This gem provides a centralized authentication client (using omniauth and oauth) and REST web service consumtion and exposition, secured by oauth (2 legged).
Add to your rails Gemfile:
gem 'argos', :git => 'git://github.com/apslab/argos.git'
and then:
bundle
rails g argos:install
this generate:
- The database table oauth_nonce
- The configuration file config/initializers/omniauth.rb with the required information of omniauth. Use to communicate with the SSO service.
- The configuration file config/services.yml with the information of the remotes REST web services.
You need to add in your app/controllers/application_controller.rb the following:
# app/controllers/application_controller.rb
class ApplicationController < ActionController::Base
include Argos::Security
end
Now you can secure your controllers adding:
before_filter :login_required
The configuration file config/initializers/omniauth.rb include the url of SSO Service, your (of your application) ID and secret. The service work with OAuth (v2) as an strategy of omniauth.
This implementation require an User model loaded in response to SSO Service. This model must include the attributes: uid (universal ID), first_name, last_name and email (all as string). This attributes are loaded when the user sign in currectly.
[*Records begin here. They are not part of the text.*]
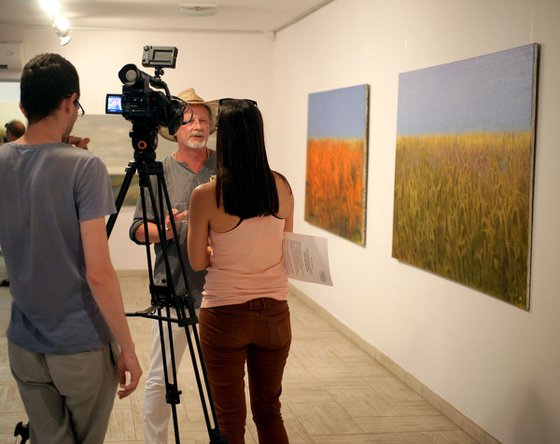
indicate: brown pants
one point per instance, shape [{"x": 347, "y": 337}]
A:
[
  {"x": 259, "y": 333},
  {"x": 68, "y": 398}
]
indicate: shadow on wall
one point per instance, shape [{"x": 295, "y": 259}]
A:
[{"x": 536, "y": 422}]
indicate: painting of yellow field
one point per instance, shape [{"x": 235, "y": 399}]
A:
[
  {"x": 335, "y": 188},
  {"x": 464, "y": 171}
]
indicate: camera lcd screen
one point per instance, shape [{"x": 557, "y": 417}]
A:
[{"x": 113, "y": 104}]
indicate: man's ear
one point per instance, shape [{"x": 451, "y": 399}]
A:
[{"x": 22, "y": 110}]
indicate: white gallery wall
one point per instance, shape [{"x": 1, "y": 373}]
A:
[
  {"x": 215, "y": 64},
  {"x": 498, "y": 365}
]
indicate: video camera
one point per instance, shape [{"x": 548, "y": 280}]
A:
[{"x": 142, "y": 105}]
The Omniauth strategy (APS) used the constant CUSTOM_PROVIDER_URL that can (and should) be loaded in the configuration file. This constant have the url of the SSO service.
File example:
# config/initializers/omniauth.rb
CUSTOM_PROVIDER_URL = 'http://localhost:4000'
APP_ID = '8888651153625cb137f4c7ceb4d7dcd6'
APP_SECRET = 'c5ce6e753c68222f6d998da605e672e9'
Rails.application.config.middleware.use OmniAuth::Builder do
provider :aps, APP_ID, APP_SECRET
end
The configuration file config/services.yml contains the information of the external services that can be consumed.
# config/services.yml
development:
inventario:
url: 'http://127.0.0.1:3000'
identifier: '761e2621'
secret: '8740dbce820d968fe4c98a15cf1dd309'
ventas:
identifier: 'i39x9mq1'
secret: '1340dbce820ds68fe4c9xa15cf1dd3wp'
test:
inventario:
url: 'http://127.0.0.1:3000'
identifier: '761e2621'
secret: '8740dbce820d968fe4c98a15cf1dd309'
The structure of this file are:
environment » service_name » url, identifier and secret
For implement the class that consume this services you use ActiveResource::Base and extend Argos::OauthSupport for supporting OAuth autorization (2 legged).
Example of use:
class Product < ActiveResource::Base
extend Argos::OauthSupport
self.site = 'http://192.168.1.321:3001'
self.oauth_identifier = '761e2621'
self.oauth_secret = '8740dbce820d968fe4c98a15cf1dd309'
end
With this example you configure the service without using the service.yml file. For use the configuration file you need to extend {Argos::ProviderResolver}
class Product < ActiveResource::Base
extend Argos::OauthSupport
extend Argos::ProviderResolver
# Provide indicate the service name in the service.yml file
self.provider = :inventario
end
The module Argos::OauthSupport add the attribute (not persistent) requesting_user_uid that represent the UID user applicant sended in the request to the remote service. You need to set this before use the remote model.
For more information you can see Argos::OauthSupport and Argos::ProviderResolver.
You can access to RDoc documentation here
This project rocks and uses MIT-LICENSE.